Jiro comments on Safety engineering, target selection, and alignment theory - Less Wrong

17 Post author: So8res 31 December 2015 03:43PM

You are viewing a comment permalink. View the original post to see all comments and the full post content.

Comments (11)

You are viewing a single comment's thread. Show more comments above.

Comment author: [deleted] 01 January 2016 01:29:31AM *  0 points [-]

One common question we hear about alignment research runs analogously to: "If you don't develop calculus, what bad thing happens to your rocket? Do you think the pilot will be struggling to make a course correction, and find that they simply can't add up the tiny vectors fast enough? That scenario just doesn't sound plausible."

Actually, that sounds entirely plausible.

The case is similar with, e.g., attempts to develop theories of logical uncertainty. The problem is not that we visualize a specific AI system encountering a catastrophic failure because it mishandles logical uncertainty; the problem is that all our existing tools for describing the behavior of rational agents assume that those agents are logically omniscient, making our best theories incommensurate with our best practical AI designs.

Well, of course, part of the problem is that the best theories of "rational agents" try to assume Homo Economicus into being, and insist on cutting off all the ways in which physically-realizable minds cannot fit. So we need a definition of rationality that makes sense in a world where agents don't have completed infinities of computational power and can be modified by the environment and don't come with built-in utility functions that necessarily map physically realizable situations to the real numbers.
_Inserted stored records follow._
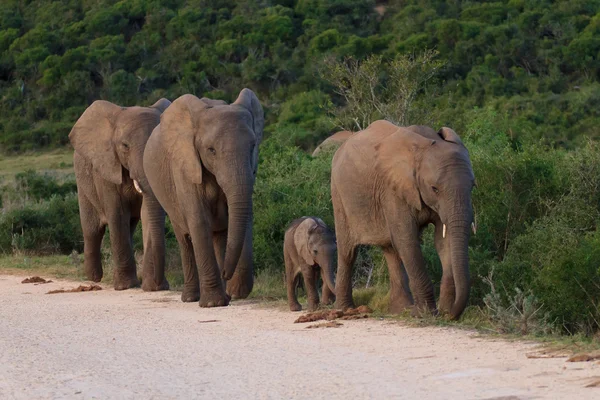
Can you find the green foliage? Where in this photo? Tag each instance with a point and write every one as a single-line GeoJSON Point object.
{"type": "Point", "coordinates": [47, 227]}
{"type": "Point", "coordinates": [537, 62]}
{"type": "Point", "coordinates": [373, 89]}
{"type": "Point", "coordinates": [519, 82]}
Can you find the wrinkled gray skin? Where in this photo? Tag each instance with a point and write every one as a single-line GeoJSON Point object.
{"type": "Point", "coordinates": [309, 247]}
{"type": "Point", "coordinates": [332, 141]}
{"type": "Point", "coordinates": [109, 143]}
{"type": "Point", "coordinates": [201, 163]}
{"type": "Point", "coordinates": [387, 184]}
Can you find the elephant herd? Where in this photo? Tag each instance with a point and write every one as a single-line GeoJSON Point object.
{"type": "Point", "coordinates": [196, 160]}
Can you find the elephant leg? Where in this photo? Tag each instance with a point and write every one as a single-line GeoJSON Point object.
{"type": "Point", "coordinates": [219, 245]}
{"type": "Point", "coordinates": [212, 290]}
{"type": "Point", "coordinates": [191, 284]}
{"type": "Point", "coordinates": [241, 283]}
{"type": "Point", "coordinates": [400, 296]}
{"type": "Point", "coordinates": [93, 233]}
{"type": "Point", "coordinates": [125, 274]}
{"type": "Point", "coordinates": [406, 240]}
{"type": "Point", "coordinates": [327, 296]}
{"type": "Point", "coordinates": [310, 282]}
{"type": "Point", "coordinates": [291, 280]}
{"type": "Point", "coordinates": [447, 291]}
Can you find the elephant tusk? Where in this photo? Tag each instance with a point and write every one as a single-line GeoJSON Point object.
{"type": "Point", "coordinates": [137, 187]}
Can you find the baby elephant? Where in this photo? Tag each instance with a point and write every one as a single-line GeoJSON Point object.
{"type": "Point", "coordinates": [309, 245]}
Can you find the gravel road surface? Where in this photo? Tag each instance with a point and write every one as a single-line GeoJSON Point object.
{"type": "Point", "coordinates": [131, 344]}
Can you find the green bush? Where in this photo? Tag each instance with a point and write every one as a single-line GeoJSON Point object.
{"type": "Point", "coordinates": [46, 227]}
{"type": "Point", "coordinates": [43, 186]}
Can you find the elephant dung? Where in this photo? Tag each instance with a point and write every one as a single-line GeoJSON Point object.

If we could program that computer to reliably achieve some simple goal (such as producing as much diamond as possible), then a large share of the AI alignment research would be completed.

Wait wait wait. You're saying that the path between Clippy and a prospective completed FAI is shorter than the path between today's AI state-of-the-art and Clippy? Because it sounds like you're saying that, even though I really don't expect you to say that.

On the upside, I do think we can spell out a research program to get us there, which will be grounded in current computational cog-sci and ML literature, which will also help with Friendliness/alignment engineering, which will not engender arguments with Jessica over math this time.

But now for the mandatory remark: you are insane and will kill us all ;-), rabble rabble rabble.

Comment author: Jiro 02 January 2016 01:16:48AM 0 points [-]

Programming a computer to reliably make lots of diamonds (or paperclips) is not creating Clippy for the same reason that programming Google Maps to produce the shortest distance between two locations is not creating Clippy. People program computers to do X, where X doesn't consider the welfare of humans, all the time. The programming is not really "do X no matter what", it's "do X using these methods". Google Maps will not start trying to hack the computers of construction equipment in order to build a bridge and shorten the distance it finds between two points.

Comment author: [deleted] 02 January 2016 05:16:43AM 1 point [-]

Programming a computer to reliably make lots of diamonds (or paperclips) is not creating Clippy for the same reason that programming Google Maps to produce the shortest distance between two locations is not creating Clippy.

Ok, but that makes Nate's statement very confusing. We already understand, "up to" R&D effort, how to program computers to use various peripherals to perform a task in the physical world without intelligence, using fixed methods. I'm left confused at what industrial automation has to do with AI alignment research.